Perawat harus mampu mengenali
perubahan fisik yang terjadi pada klien, klien mungkin mengalami berbagai
gejala selama berbulan-bulansebelum terjadi kematian. Perawat harus respek terhadap
perubahan fisik yang terjadi pada klien terminal karena hal tersebut
menimbulkan ketidaknyamanan dan penurunan kemampuan klien dalam pemeliharaan
diri.
b. Faktor Psikologis
Perubahan Psikologis juga
menyertai pasien dalam kondisi terminal. Perawat harus peka dan mengenali
kecemasan yang terjadi pada pasien terminal, harus bisa mengenali ekspresi
wajah yang ditunjukan apakah sedih, depresi, atau marah. Problem psikologis
lain yang muncul pada pasien terminal antara lain ketergantungan, kehilangan harga
diri dan harapan. Perawat harus mengenali tahap-tahap menjelang ajal yang
terjadi pada klien terminal.
Menurut Kubler Ross (1969)
seseorang yang menjelang ajal menunjukan lima tahapan, yaitu :
1. Denial (menolak)
Pada tahap ini individu menyangkal dan bertindak seperti tidak terjadi
sesuatu, dia mengingkari bahwa dirinya dalam kondisi terminal. Pernyataan
seperti ‘ tidak mungkin, hal ini tidak akan terjadi pada saya, saya tidak akan
mati karena kondisi ini’ umum dilontarkan klien.
2. Anger (Marah)
Individu melawan kondisi terminalnya, dia dapat bertindak pada seseorang
atau lingkungan di sekitarnya. Tindakan seperti tidak mau minum obat, menolak
tindakan medis, tidak ingin makan, adalah respon yang mungkin ditunjukan klien
dalam kondisi terminal.
3.
Bargaining (Tawar
Menawar)
Individu berupaya membuat perjanjian dengan cara yang halus atau jelas untuk
mencegah kematian. Seperti “ Tuhan beri saya kesembuhan, jangan cabut nyawaku,
saya akan berbuat baik dan mengikuti program pengobatan”.
4.
Depresion (Depresi)
Ketika ajal semakin dekat atau kondisi semakin memburuk klien merasa terlalu
sangat kesepian dan menarik diri.
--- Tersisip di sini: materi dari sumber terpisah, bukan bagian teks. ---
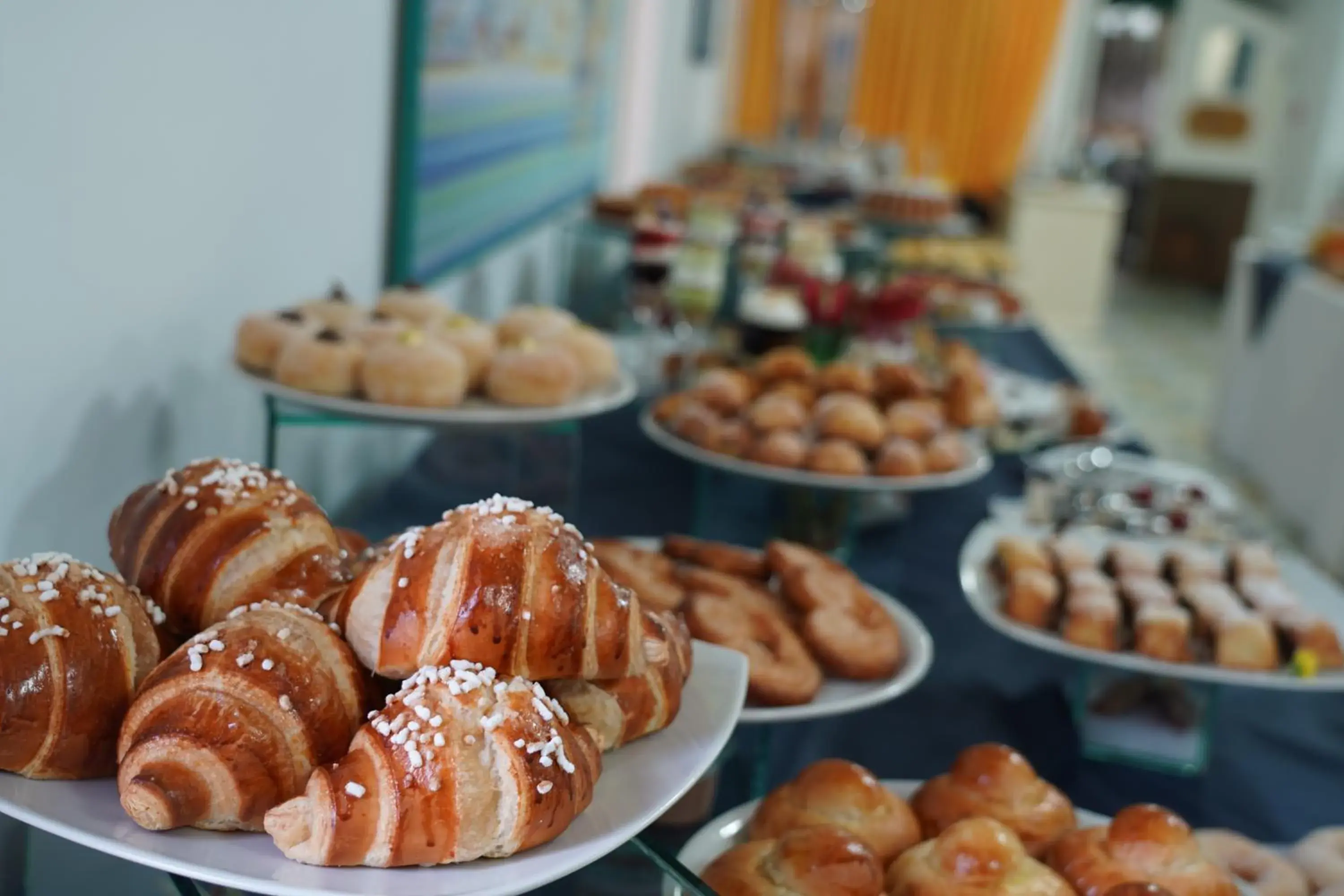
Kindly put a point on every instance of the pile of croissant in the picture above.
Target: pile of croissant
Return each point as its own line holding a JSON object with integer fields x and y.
{"x": 521, "y": 660}
{"x": 795, "y": 613}
{"x": 990, "y": 827}
{"x": 847, "y": 418}
{"x": 413, "y": 350}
Komunikasi terjadi kesenjangan, klien banyak
berdiam diri dan menyendiri.
5.
Aceptance (Penerimaan)
Reaksi fisiologis semakin memburuk, klien mulai menyerah dan pasrah pada
keadaan atau putus asa.
Peran perawat adalah mengamati
perilaku pasien terminal, mengenali pengaruh kondisi terminal terhadap
perilaku, dan memberikan dukungan yang empatik.
c. Faktor
Sosial
Perawat harus mengkaji bagaimana interaksi pasien selama kondisi terminal,
karena pada kondisi ini pasien cenderung menarik diri, mudah tersinggung, tidak
ingin berkomunikasi, dan sering bertanya tentang kondisi penyakitnya.
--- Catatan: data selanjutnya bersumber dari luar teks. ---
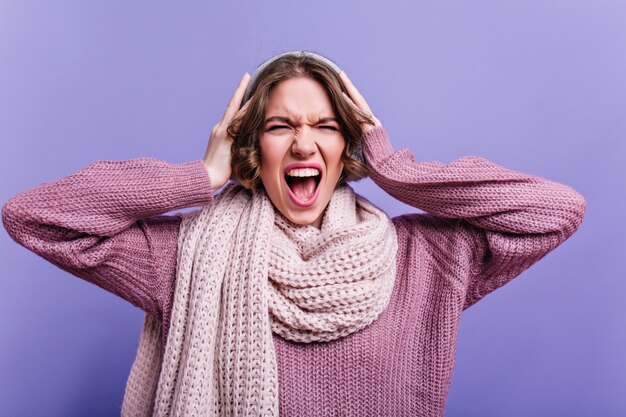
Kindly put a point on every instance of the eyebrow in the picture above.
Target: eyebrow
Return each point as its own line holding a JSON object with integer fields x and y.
{"x": 291, "y": 122}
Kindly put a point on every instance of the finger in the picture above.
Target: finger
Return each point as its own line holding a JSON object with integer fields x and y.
{"x": 354, "y": 93}
{"x": 243, "y": 109}
{"x": 235, "y": 101}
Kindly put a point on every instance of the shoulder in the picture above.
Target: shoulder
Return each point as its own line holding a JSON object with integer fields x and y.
{"x": 441, "y": 236}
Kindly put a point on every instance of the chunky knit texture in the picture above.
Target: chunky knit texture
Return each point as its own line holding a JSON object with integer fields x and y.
{"x": 484, "y": 225}
{"x": 244, "y": 270}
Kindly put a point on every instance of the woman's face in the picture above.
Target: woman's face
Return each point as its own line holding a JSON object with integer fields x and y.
{"x": 301, "y": 147}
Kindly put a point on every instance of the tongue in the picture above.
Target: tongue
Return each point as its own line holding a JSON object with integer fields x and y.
{"x": 304, "y": 188}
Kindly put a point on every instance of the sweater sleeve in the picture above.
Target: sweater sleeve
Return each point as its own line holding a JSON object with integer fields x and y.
{"x": 103, "y": 224}
{"x": 510, "y": 219}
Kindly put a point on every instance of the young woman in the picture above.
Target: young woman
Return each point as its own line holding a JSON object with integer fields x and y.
{"x": 287, "y": 292}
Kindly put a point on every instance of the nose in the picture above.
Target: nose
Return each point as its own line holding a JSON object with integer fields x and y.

Ketidakyakinan dan keputusasaan sering membawa pada perilaku isolasi. Perawat
harus bisa mengenali tanda klien mengisolasi diri, sehingga klien dapat
memberikan dukungan sosial bisa
dari teman dekat, kerabat/keluarga terdekat untuk selalu menemani klien.
d. Faktor
Spiritual
Perawat harus mengkaji
bagaimana keyakinan klien akan proses kematian, bagaimana sikap pasien
menghadapi saat-saat terakhirnya. Apakah semakin mendekatkan diri pada Tuhan
ataukah semakin berontak akan keadaannya. Perawat juga harus mengetahui disaat-
saat seperti ini apakah pasien mengharapkan kehadiran tokoh agama untuk
menemani disaat-saat terakhirnya.
4. Konsep dan Prinsip Etika, Norma, Budaya dalam Pengkajian Pasien Terminal
Nilai, sikap, keyakinan, dan
kebiasaan adalah aspek cultural/budaya yang mempengaruhi reaksi klien menjelang
ajal. Latar belakang budaya mempengaruhi individu dan keluarga mengekspresikan
berduka dan menghadapi kematian/menjelang ajal. Perawat tidak boleh menyamaratakan
setiap kondisi pasien terminal berdasarkan etika, norma, dan budaya,
sehingga reaksi menghakimi harus dihindari. Keyakinan spiritual mencakup
praktek ibadah, ritual harus diberi dukungan. Perawat harus mampu memberikan
ketenangan melalui keyakinan-keyakinan spiritual. Perawat harus sensitive
terhadap kebutuhan ritual pasien yang akan menghadapi kematian, sehingga
kebutuhan spiritual klien menjelang kematian dapat terpenuhi.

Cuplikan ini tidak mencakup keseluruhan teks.